All of U.S. history constitutes approximately 250 years, and during that period there have been many shifts in US domestic and foreign policy.
During the US Civil War, the anti-slavery goals of the North were shared by many abolitionist movements across the world. Although the Confederacy sought support from trading partners, the foreign policy of the north succeeded in keeping Britain and Europe neutral in the war. Thus US foreign policy of this period strongly focused on establishing the independence, sovereignty, and integrity of the US.
Much of the foreign policy of the United States in the nineteenth century had to do with the domestic issue of westward expansion, of creating a nation that controlled territory from the Atlantic to the Pacific ocean. The Louisiana Purchase, Mexican-American war, and War of 1812 all were part of this territorial policy.

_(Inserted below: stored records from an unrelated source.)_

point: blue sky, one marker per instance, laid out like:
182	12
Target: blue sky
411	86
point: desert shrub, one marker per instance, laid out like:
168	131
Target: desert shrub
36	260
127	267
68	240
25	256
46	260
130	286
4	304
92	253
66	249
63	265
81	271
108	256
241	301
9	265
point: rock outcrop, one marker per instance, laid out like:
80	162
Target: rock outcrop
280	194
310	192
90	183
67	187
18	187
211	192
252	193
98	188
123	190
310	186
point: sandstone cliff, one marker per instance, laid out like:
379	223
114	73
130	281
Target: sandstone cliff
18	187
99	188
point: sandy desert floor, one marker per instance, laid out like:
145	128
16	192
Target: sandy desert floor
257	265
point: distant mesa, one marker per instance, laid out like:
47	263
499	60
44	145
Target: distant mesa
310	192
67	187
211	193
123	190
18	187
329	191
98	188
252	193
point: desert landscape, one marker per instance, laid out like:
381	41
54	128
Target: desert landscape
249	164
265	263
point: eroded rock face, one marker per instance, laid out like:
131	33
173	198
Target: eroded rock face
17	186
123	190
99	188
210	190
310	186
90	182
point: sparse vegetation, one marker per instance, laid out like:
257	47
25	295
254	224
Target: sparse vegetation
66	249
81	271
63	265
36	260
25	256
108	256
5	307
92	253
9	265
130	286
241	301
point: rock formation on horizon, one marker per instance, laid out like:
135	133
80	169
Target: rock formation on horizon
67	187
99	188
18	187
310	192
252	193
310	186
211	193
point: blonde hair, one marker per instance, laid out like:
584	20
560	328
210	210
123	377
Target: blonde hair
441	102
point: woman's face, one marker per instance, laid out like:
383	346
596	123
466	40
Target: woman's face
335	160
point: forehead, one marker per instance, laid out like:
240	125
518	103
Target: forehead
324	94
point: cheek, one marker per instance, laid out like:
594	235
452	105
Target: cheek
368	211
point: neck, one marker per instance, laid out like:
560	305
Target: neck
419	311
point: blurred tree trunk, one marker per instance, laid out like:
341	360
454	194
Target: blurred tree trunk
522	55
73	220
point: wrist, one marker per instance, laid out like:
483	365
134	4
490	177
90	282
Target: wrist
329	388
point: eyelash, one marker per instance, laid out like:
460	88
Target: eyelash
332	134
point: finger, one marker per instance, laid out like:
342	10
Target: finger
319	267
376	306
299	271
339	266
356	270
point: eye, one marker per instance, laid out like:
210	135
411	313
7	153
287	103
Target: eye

The notion of "Manifest Destiny," partially enshrined in the Monroe Doctrine, was a foreign policy based on a growing sense of national identity rooted in a belief in the moral superiority of the United States and its political system. In domestic policy, this led to the Homestead Acts and other policies intended to encourage pioneers to settle the Midwest and West; in foreign policy it led to efforts to discourage European interference in the New World.
During the twentieth century, reactions towards communism were an issue of both domestic and foreign policy. The labor movement in the United States had strong links to global Marxism. The anti-communist purges and blacklists of the McCarthy era were closely connected to the Cold War and anti-communist foreign policies.